Terra robotics tam members posing
Terra Robotics winning team and mentors

Citing rising sea levels, increasing temperatures and climate-fueled conflict as issues that affect everyone, Terra Robotics founder Ryan O’Hara ’24 sees direct air capture as a solution that benefits everyone. DAC technology pulls CO2—the primary greenhouse gas driving climate change—from the air and sequesters it away beneath the Earth so it can no longer warm our planet. The Terra Robotics product is a DAC robot that floats on the ocean and uses hydropower and biochar to sequester carbon dioxide. O’Hara says it is sustainable, cheap to produce, produces net negative carbon emissions and aligns with cutting-edge DAC science. Terra Robotics would target 154 coastal governments around the world.

O’Hara, a sophomore transfer student double majoring in environmental robotics (IPS) and math/CS, has considerable experience in the climate science community. He worked at NASA in 2020 on the development of a water purification system that could mitigate the effects of future droughts; in 2021, he took a research expedition on the Atlantic to study the impacts of climate change on marine ecosystems, and he worked with the United Nations on recent climate assessment reports to study the ways the climate crisis is projected to impact human civilization.

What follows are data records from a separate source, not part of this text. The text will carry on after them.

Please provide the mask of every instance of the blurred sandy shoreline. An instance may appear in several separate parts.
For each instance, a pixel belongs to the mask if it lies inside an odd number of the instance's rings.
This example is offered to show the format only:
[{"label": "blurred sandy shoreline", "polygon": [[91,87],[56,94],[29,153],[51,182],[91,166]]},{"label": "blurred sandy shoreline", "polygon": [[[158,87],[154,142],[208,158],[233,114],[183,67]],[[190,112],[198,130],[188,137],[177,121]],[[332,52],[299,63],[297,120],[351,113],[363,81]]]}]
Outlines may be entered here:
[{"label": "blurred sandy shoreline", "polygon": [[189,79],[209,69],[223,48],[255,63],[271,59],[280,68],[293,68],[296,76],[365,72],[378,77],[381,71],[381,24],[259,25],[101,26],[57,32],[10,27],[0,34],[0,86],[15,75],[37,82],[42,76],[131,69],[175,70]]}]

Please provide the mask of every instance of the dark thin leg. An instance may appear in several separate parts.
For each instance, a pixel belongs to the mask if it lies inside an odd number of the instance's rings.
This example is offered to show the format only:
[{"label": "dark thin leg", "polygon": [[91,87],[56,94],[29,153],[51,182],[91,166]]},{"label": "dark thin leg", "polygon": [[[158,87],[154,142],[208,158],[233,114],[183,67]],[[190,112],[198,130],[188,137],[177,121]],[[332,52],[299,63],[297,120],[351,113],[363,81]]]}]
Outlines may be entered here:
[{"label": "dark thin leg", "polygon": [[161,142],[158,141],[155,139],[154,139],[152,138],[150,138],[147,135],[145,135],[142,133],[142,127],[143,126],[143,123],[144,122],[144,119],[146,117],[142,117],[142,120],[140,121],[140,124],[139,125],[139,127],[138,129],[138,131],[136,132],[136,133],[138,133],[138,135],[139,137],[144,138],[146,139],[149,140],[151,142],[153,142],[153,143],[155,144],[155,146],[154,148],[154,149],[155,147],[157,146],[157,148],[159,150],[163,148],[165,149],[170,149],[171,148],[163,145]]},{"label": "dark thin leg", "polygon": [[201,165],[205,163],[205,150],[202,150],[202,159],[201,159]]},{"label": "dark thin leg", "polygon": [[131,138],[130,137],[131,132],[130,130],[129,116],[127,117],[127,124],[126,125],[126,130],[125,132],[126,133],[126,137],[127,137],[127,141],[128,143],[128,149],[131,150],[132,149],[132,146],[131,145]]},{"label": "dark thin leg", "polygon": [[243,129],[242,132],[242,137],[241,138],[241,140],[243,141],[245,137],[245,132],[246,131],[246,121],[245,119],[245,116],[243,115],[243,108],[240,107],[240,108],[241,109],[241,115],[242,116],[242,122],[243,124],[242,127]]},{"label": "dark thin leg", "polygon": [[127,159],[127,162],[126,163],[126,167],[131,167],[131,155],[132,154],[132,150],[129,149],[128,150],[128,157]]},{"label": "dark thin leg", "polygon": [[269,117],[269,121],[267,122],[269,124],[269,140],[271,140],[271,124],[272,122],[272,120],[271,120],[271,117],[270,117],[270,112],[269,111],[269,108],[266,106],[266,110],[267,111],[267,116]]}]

“All of this has shown me firsthand how severe and serious climate change is and will become in the coming decades, and I started my company with the hope that I could use the skills I’ve developed to make a difference in the fight against the climate crisis,” O’Hara says. “The class gave me the push to put something into action I’ve been thinking about for a few years now: using science to make the world a better place and help those who’ll be most impacted by climate change. I also got a lot out of the guidance provided by both the guest speakers and Mar Herschenson, founder of a venture capitalist firm and one of our guest speakers, who gave me valuable advice on how to move my idea from theory to reality.”

This summer, along with team members and engineering majors Devon Overbey ’24 and James Barrett ’24, O’Hara will begin prototype design. Within the next year or two, they hope to have a prototype that achieves the desired parameters so they can begin to scale up. “Five years from now, we hope to have a significant number of units deployed in the ocean.”